[OpenAFS-devel] Sysid probmens when upgrading FreeBSD server to 1.3.80

Harald Barth haba@pdc.kth.se
Sat, 26 Mar 2005 13:10:52 +0100 (MET)


> > Nope, "ethernet" is wrong. Maybe "IP" or "network".
> > And could we please see the offending evidence?
> 
> The problem is for a large cell we don't want to send that much
> information to a fileserver.
> The full debug trace needs to be computed on the vlserver.

I don't understand the "that much information" problem. Maybe we are
talking about different things? I think we need to write in the log
what the fileserver tried to register and if it fails ask the vlserver
what it thinks about the offending UUID and IP addrs. Then the
sysadmin at that fileserver has a chance to figure out what is wrong.

By the way, a lot of output from for example vos listvldb dealing with
volumes and their locations is wrong, if the volumes are on an UUID
and not on an IP addr the output from vos should say so.

> (...) I suppose it's
> also possible older versions of vlserver closed stdout on startup, all
> I know is recent versions of vlserver do have VLLog open on fd=1. 
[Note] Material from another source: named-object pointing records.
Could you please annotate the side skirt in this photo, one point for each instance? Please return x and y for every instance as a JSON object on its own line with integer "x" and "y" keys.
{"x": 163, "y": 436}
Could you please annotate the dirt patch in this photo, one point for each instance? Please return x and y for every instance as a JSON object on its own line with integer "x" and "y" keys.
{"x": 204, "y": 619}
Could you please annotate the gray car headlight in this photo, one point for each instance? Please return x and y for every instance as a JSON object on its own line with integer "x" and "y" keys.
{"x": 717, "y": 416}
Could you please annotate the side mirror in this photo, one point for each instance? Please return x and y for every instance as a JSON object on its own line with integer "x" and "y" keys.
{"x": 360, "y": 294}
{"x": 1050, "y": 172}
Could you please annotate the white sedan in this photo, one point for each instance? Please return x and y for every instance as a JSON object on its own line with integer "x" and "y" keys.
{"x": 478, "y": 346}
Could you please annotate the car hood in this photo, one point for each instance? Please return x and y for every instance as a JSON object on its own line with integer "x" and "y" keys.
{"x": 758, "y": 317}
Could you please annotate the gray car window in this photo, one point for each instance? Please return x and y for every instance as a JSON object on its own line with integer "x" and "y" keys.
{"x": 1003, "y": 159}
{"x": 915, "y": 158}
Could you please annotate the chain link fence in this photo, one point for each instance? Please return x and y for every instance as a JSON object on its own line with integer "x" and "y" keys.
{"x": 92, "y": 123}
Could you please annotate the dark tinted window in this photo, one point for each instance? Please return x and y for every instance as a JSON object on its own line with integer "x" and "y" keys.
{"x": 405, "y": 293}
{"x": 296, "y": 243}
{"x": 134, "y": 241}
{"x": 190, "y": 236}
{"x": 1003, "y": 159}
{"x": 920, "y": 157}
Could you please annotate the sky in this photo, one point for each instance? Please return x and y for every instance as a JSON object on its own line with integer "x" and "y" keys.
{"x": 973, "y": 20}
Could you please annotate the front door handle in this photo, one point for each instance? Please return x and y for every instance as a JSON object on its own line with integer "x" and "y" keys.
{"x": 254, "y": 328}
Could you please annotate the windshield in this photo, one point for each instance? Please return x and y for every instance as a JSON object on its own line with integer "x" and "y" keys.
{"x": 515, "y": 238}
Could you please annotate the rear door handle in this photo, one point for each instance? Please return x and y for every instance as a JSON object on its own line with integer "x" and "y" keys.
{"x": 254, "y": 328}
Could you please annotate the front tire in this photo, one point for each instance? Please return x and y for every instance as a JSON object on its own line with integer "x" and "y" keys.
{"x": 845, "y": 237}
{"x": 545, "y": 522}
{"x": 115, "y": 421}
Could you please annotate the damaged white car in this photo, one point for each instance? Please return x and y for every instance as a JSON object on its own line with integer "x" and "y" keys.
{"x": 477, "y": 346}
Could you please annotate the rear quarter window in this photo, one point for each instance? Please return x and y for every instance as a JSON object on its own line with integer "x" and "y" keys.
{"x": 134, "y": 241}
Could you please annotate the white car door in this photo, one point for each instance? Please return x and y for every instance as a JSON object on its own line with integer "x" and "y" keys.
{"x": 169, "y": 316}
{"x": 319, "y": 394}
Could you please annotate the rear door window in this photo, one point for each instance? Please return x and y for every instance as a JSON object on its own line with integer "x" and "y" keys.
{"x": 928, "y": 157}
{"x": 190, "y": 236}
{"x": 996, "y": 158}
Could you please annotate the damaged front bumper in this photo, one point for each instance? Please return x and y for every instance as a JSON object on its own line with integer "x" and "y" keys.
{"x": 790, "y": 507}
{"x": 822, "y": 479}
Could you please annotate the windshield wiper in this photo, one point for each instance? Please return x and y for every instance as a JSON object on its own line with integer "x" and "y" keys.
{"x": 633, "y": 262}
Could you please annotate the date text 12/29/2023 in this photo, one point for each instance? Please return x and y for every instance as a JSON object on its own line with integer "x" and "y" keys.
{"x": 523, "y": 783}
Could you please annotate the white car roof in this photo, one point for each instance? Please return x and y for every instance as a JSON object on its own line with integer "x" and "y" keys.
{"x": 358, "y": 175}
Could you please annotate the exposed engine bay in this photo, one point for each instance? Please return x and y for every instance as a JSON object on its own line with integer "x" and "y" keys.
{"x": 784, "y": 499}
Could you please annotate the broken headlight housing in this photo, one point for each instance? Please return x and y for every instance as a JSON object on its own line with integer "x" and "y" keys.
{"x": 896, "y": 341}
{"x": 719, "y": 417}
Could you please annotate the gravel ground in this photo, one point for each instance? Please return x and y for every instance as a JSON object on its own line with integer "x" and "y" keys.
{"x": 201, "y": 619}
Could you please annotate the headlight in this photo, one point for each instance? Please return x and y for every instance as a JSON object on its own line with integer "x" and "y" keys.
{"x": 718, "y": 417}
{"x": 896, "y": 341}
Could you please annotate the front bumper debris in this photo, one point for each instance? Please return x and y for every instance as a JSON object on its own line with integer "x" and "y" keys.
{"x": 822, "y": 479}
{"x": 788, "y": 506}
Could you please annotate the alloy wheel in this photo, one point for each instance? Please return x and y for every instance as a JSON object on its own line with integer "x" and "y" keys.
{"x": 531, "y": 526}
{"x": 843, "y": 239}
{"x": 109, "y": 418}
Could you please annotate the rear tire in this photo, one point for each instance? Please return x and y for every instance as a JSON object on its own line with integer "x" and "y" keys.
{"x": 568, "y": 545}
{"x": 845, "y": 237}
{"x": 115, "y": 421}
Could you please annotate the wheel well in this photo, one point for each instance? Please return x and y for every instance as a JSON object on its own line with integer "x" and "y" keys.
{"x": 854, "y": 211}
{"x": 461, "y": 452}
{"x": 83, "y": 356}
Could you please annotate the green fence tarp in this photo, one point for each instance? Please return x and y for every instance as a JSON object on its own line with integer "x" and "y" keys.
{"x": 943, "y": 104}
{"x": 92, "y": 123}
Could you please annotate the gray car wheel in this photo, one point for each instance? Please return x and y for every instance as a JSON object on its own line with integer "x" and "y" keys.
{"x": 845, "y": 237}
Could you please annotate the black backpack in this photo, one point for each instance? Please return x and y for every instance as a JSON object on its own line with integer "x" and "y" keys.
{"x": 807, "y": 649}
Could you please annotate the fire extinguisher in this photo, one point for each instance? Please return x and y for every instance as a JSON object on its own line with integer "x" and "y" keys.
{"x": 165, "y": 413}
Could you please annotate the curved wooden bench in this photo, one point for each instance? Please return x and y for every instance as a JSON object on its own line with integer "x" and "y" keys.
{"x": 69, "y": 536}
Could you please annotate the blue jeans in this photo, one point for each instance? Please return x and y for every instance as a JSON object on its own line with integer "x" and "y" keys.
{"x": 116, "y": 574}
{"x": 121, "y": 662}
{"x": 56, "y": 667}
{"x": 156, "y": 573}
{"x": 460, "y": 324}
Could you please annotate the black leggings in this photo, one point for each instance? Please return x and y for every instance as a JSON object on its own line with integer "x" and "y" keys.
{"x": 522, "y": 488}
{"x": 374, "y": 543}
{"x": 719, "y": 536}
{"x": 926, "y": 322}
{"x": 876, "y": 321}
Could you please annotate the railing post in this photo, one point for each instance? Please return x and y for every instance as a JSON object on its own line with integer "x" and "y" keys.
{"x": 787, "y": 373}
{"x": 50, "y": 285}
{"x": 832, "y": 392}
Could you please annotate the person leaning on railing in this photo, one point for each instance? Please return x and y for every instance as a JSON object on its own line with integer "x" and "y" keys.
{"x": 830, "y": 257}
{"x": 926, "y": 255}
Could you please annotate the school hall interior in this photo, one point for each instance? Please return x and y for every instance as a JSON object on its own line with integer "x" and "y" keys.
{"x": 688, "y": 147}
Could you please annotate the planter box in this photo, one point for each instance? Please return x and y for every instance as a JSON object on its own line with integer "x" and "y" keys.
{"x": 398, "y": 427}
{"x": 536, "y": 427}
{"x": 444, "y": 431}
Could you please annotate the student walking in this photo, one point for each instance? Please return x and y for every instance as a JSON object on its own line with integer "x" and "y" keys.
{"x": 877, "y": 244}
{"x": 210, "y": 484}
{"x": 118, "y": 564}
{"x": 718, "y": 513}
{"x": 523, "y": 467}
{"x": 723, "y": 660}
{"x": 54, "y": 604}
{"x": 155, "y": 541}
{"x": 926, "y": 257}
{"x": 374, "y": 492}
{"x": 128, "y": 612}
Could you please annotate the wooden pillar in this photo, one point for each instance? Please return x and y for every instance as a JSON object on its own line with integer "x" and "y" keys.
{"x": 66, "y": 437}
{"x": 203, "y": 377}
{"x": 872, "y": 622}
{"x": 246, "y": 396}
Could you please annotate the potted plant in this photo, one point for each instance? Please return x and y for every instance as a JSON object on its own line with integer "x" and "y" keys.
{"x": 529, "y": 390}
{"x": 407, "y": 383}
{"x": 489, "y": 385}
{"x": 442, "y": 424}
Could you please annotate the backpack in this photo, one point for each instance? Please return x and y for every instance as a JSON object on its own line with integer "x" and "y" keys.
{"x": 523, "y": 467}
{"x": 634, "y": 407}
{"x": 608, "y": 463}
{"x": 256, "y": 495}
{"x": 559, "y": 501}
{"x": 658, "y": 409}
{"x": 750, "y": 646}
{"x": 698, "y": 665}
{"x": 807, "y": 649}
Unfortunately my vlservers are spartan. No lsof for example. However,
my (eh Stacken's :-) vlservers are version 1.2.11.

> Usage of printf in the vlserver code is pretty specific to
> SVL_RegisterAddrs -- everything else uses the VLog macro.  Perhaps
> these calls should be switched over to VLog for consistency's sake?

Looking at the source: Oh no, this mix of VLog() and printf() is so
broken. No wonder I did not see a thing in the log.

> Does vos lista show any 127.0.0.0/8 addresses?  We might be looking at
> a case where rx_getAllAddr isn't working properly on fbsd.  All the
> vlserver needs to find are two srvidx's with ip's that match ones from
> your bulkaddrs vector, and the game is over due to ambiguity.

Nope. (vos listaddrs -printuuid -cell stacken.kth.se -noresolve)
But it might have tried to register one. I don't know.

BTW, is there any way to say to the vlserver that it should zap
everything it knows about an UUID because it has not been used
for decades?

> > +                   ("VL_RegisterAddrs rpc failed: The IP address(es) conflicted with the registered UUID\n"));
> 
> This is definitely an improvement over the old error, but it only
> describes one of the failure modes.  The two failure modes I'm aware
> of are:
> (1) the UUID is registered, but at least one address in FS_HostAddrs
> is registered to another server
> (2) the UUID is not registered, and the addrs in FS_HostAddrs are
> registered to at least two servers

I'm don't understand how you get to situation (2), but this UUID stuff
is obscure. So what should be printed in case (2) happens? Should
the fileserver do something like "vos listaddrs" to make things clear?

> >             ViceLog(0,
> > -                   ("VL_RegisterAddrs rpc failed; See VLLog for details\n"));
> 
> since there is extensive logging in SVL_RegisterAddrs, i'd prefer to
> see this line remain.

OK, we just have to find it ;-)

> > +                   ("UUID: %s\n",uuid));
> > +           for (n = 0; n < FS_HostAddr_cnt; n++) {
> > +               Vicelog(0,
> > +                       ("IP %d: %d.%d.%d.%d\n", n+1,
> > +                        (addr) & 0xff,
> > +                        (addr >> 8) & 0xff,
> > +                        (addr >> 16) & 0xff,
> > +                        (addr >> 24) & 0xff));
> 
> I think the previous four lines should be replaced by the following:
> 
> (FS_HostAddrs_HBO[n] >>24) & 0xff,
> (FS_HostAddrs_HBO[n] >>16) & 0xff,
> (FS_HostAddrs_HBO[n] >>8) & 0xff,
> (FS_HostAddrs_HBO[n]) & 0xff));

Yes of course. Resulting patch below.

Harald.

--- src/viced/viced.c.~1.59.~   2004-09-08 23:35:54.000000000 +0200
+++ src/viced/viced.c   2005-03-26 13:04:58.000000000 +0100
@@ -1462,9 +1462,23 @@
     code = ubik_Call(VL_RegisterAddrs, cstruct, 0, &FS_HostUUID, 0, &addrs);
     if (code) {
        if (code == VL_MULTIPADDR) {
+           char uuid[1024];
+           int n;
+
+           afsUUID_to_string(FS_HostUUID, uuid, 1024);
            ViceLog(0,
-                   ("VL_RegisterAddrs rpc failed; The ethernet address exist on a different server; repair it\n"));
+                   ("VL_RegisterAddrs rpc failed; The IP address(es) conflicted when tyring to register the fileserver UUID\n"));
            ViceLog(0,
+                   ("UUID: %s\n",uuid));
+           for (n = 0; n < FS_HostAddr_cnt; n++) {
+               Vicelog(0,
+                       ("IP %d: %d.%d.%d.%d\n", n+1, 
+                        (FS_HostAddrs_HBO[n] >>24) & 0xff,
+                        (FS_HostAddrs_HBO[n] >>16) & 0xff,
+                        (FS_HostAddrs_HBO[n] >>8) & 0xff,
+                        (FS_HostAddrs_HBO[n]) & 0xff));
+           }
+            ViceLog(0,
                    ("VL_RegisterAddrs rpc failed; See VLLog for details\n"));
            return code;
        } else if (code == RXGEN_OPCODE) {